DETROIT -- Unlike the 1970 United Auto Workers' strike against General Motors, which went on for 69 days and helped push the nation into a recession, industry watchers predicted Tuesday the current strike will be a short one.

Both sides have something the other desires -- the workers want job security, GM wants to make retiree health care a union burden -- and that is the stuff agreements are made of.

"The UAW and GM understand that a strike is a lose/lose proposition," Deutsche Bank analyst Rod Lache said Tuesday to investors.

The two sides were back at the bargaining table Tuesday as workers walked the picket lines for a second day. Talks restarted Tuesday morning after bargainers ended a marathon, 36-hour session Monday evening, GM spokesman Dan Flores said. Analysts were encouraged the talks have continued throughout the strike.

GM's 73,000 UAW-represented employees walked off their jobs Monday after the union said GM failed to make promises for future products and investment in U.S. plants. GM said it would work with the UAW to address competitive challenges.

In 1970, the UAW's strike against GM rippled through the economy. Production declined, unemployment rose and retail auto sales dried up, according to an analysis by Merrill Lynch. A 54-day strike against two GM plants in 1998 wreaked similar havoc and cost GM $2.2 billion.

This strike is having an impact.

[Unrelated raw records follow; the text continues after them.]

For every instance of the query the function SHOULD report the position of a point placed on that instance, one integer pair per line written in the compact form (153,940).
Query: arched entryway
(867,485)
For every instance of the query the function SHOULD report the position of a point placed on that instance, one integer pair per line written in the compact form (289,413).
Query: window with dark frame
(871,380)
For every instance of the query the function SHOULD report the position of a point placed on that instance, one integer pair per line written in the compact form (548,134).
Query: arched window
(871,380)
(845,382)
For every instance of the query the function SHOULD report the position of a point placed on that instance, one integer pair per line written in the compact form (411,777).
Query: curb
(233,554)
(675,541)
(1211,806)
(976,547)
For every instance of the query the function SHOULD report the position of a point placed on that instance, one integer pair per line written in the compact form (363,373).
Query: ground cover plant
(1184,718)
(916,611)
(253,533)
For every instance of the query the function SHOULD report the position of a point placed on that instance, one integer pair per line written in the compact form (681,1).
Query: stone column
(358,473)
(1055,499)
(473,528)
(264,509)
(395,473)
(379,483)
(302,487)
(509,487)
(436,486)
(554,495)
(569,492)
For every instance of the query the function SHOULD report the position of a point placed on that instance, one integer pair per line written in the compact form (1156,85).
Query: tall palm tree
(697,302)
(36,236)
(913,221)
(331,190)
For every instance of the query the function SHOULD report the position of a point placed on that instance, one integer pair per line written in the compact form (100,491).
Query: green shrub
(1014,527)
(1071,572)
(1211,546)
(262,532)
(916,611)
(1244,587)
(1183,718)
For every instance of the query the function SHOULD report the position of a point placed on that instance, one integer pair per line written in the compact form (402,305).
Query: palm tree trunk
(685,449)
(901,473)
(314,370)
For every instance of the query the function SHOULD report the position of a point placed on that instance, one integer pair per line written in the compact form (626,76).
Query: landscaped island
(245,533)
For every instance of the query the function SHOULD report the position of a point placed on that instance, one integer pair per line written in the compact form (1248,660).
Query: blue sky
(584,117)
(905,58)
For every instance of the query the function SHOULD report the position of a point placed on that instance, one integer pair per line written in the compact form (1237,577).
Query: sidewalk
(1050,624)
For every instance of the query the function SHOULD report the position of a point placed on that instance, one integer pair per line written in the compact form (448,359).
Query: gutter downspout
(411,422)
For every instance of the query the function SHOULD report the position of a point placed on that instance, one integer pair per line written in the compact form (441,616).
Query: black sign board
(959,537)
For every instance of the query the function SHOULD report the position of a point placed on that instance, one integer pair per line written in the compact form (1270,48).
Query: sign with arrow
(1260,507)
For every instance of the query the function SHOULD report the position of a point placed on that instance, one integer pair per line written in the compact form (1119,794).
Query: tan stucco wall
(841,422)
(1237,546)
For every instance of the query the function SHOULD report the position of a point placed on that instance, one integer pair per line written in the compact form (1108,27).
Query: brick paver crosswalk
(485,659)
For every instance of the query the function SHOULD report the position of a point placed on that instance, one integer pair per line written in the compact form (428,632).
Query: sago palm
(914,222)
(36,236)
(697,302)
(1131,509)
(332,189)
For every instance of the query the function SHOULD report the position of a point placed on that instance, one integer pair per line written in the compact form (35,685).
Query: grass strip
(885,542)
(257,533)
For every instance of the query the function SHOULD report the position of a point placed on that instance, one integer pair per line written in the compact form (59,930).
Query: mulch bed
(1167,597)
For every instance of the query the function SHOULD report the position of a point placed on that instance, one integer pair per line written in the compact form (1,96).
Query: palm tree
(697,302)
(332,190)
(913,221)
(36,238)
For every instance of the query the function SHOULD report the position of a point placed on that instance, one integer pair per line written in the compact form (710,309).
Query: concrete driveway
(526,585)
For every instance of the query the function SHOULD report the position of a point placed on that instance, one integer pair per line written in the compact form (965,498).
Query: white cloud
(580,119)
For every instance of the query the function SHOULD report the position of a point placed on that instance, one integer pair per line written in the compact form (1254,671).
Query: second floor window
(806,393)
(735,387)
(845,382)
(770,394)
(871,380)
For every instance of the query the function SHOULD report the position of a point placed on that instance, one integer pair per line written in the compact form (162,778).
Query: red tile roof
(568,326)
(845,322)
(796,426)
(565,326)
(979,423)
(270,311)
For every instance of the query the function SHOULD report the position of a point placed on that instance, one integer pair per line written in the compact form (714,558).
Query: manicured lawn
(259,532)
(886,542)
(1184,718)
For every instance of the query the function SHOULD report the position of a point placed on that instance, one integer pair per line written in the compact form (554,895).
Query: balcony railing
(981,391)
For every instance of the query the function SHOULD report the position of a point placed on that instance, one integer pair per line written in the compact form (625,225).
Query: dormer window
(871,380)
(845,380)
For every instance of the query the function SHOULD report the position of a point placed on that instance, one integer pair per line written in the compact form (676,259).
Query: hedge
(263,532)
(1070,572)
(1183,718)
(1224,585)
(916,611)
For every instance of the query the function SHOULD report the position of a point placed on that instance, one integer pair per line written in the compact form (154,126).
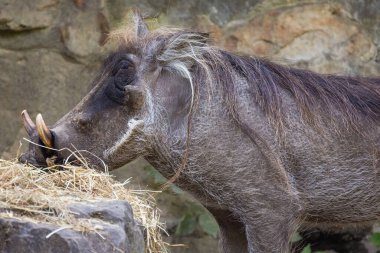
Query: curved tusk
(29,125)
(43,132)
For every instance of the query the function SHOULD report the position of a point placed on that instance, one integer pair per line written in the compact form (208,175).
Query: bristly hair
(341,103)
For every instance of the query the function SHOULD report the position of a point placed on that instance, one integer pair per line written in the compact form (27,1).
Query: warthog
(268,149)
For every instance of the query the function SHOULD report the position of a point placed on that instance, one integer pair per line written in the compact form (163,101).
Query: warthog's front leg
(232,232)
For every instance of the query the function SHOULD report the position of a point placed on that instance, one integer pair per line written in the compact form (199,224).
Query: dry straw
(43,196)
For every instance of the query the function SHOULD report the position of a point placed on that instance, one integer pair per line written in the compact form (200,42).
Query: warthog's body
(267,149)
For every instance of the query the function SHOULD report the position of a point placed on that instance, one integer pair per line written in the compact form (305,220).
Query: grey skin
(263,168)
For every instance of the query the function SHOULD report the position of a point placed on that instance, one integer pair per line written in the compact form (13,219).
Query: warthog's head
(144,90)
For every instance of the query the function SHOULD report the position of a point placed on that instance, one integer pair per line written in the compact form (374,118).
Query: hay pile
(43,195)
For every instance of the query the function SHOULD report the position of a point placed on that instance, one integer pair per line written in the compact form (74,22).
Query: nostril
(83,122)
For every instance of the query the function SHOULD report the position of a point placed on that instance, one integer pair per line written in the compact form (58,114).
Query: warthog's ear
(140,25)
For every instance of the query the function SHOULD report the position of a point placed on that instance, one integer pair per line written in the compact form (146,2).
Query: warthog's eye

On Tuesday, 3,000 workers were idled at GM's largest Canadian assembly plant in Oshawa, Ontario, and GM was considering closing down a second Canadian plant. Auto supplier Delphi said it was temporarily laying off workers but declined to say how many because the situation was in flux.

Still, industry watchers predict the strike's impact will be minimal. Goldman Sachs auto analyst Robert Barry said if UAW had planned a long strike, it would have struck one or two key plants instead of about 80. The union is paying striking workers $200 a week from its $800 million strike fund.

"In our view, the action is designed to allow UAW leaders to look vigilant in fighting to preserve benefits, members to feel concessions are not being given gratuitously, and GM management to appear to be maximizing shareholder value," Barry said in a note to investors.